Une scène d’une violence symbolique marquante s’est déroulée, lundi 5 janvier 2026, au Tribunal de Tunis. Dans un post publié sur les réseaux sociaux, Khadija Khaled Turki, épouse de Khayam Turki, a livré un témoignage personnel et bouleversant sur ce qu’elle et sa famille ont vécu lors de la comparution de son mari.

« Écœurée, puis indignée, puis en colère, puis impuissante, puis abattue, puis triste… », écrit-elle, évoquant « l’arc-en-ciel des émotions » traversées ce jour-là. Elle relate notamment que leur fille, qui n’a pas pu toucher son père depuis trois ans, a été empêchée de l’enlacer, et ce malgré l’accord du juge pour que ce geste ait lieu dans le couloir du tribunal. Selon son récit, un fonctionnaire s’y serait opposé, repoussant leur fille, laissée « hagarde » face à la scène.

Dans son post, Khadija Khaled Turki décrit un père « sonné, impuissant », rapidement emmené hors de portée de ses proches, tandis que la famille reste confrontée à ce qu’elle qualifie de violence institutionnelle. « Vies brisées, familles défaites dans tous les sens du terme », écrit-elle, ajoutant que « ce n’était pas facile d’être résilient » ce jour-là.

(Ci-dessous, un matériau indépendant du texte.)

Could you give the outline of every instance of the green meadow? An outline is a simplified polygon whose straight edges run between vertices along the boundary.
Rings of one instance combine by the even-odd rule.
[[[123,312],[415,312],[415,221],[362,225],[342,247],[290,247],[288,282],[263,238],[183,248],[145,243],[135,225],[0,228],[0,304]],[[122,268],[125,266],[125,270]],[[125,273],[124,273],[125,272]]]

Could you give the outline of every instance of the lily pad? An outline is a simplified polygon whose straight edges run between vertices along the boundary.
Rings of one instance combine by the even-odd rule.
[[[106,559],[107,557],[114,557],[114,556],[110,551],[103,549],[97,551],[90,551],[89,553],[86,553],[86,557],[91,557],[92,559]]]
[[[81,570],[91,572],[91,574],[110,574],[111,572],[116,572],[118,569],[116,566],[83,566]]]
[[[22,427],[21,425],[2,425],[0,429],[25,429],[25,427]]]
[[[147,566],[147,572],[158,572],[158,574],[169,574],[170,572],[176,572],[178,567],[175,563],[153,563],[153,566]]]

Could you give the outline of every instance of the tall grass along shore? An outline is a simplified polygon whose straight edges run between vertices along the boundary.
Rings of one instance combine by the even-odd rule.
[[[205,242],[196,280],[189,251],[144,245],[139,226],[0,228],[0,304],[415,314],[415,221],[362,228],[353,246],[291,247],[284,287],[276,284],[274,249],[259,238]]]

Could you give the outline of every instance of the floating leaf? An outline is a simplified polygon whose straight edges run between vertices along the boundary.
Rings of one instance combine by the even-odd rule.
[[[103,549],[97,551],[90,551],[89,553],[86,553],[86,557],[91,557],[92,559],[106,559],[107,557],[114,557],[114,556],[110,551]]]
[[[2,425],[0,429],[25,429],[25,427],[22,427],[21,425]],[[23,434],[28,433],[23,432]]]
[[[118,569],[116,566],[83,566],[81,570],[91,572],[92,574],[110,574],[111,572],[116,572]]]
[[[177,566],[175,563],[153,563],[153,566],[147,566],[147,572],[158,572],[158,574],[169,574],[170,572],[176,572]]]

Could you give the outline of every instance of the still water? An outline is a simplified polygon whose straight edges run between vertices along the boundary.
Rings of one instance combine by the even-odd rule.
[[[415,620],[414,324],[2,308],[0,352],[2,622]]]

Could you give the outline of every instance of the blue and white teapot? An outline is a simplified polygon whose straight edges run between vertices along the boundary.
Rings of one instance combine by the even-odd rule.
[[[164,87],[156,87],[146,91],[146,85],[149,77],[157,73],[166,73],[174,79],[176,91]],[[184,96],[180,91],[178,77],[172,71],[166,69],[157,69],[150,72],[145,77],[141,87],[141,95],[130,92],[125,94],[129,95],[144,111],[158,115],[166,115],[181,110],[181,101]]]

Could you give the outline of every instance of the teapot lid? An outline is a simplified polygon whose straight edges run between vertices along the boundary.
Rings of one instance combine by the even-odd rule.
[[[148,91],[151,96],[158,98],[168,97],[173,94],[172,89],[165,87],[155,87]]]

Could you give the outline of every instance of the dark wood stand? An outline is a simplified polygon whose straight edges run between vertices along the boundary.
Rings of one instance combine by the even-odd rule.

Sur le plan judiciaire, Khayam Turki comparaissait devant la chambre criminelle spécialisée dans les affaires de corruption financière du tribunal de première instance de Tunis. Il est poursuivi dans un nouveau dossier portant sur des accusations liées à des infractions financières, selon les éléments versés au dossier d’instruction. Après une première comparution en novembre dernier, la défense avait obtenu un délai supplémentaire afin d’examiner l’ensemble des documents et pièces judiciaires. L’affaire a ainsi été renvoyée à janvier.

Cette audience intervient alors que Khayam Turki a été condamné à 35 ans de prison dans l’affaire dite de complot contre la sûreté de l’État. Un verdict prononcé à l’issue d’un processus judiciaire vivement contesté par les familles des détenus et par le comité de défense, qui avaient dénoncé une « mascarade » et une « parodie de justice ».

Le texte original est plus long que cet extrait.